To describe the natural history of patients diagnosed with MBO who were admitted to a tertiary level hospital and followed by a multidisciplinary team that included medical oncologists, surgical oncologists, and palliative care specialists.

METHODS:

Thirty-five patients admitted under medical or surgical oncology with a diagnosis of MBO were followed over a two-year period or until the time of death. Primary malignancies included colon, rectum, pancreas, biliary, breast, bladder, carcinoid, renal cell, gastric, lung, and melanoma. Clinical outcomes of interest included survival, percentage of patients receiving surgery and/or chemotherapy, total parenteral nutrition (TPN), insertion of venting gastrostomy tube, disposition, and rates of readmission to hospital.

RESULTS:

Median survival was 80 days and three patients were alive at the time of study closure.

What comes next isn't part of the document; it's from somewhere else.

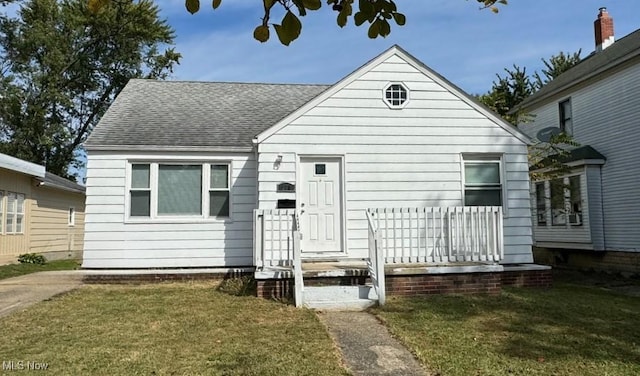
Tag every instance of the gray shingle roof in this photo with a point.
(619, 52)
(196, 114)
(55, 181)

At our center, 34% of patients underwent surgical intervention, 37% received at least one dose of post-MBO chemotherapy, and 43% received TPN. There was a cohort of patients (17%) who were alive at one year.

CONCLUSION:

Interventions such as chemotherapy and TPN may be appropriate in a carefully selected subgroup of patients. A collaborative approach is required for the optimal clinical management and palliation of MBO.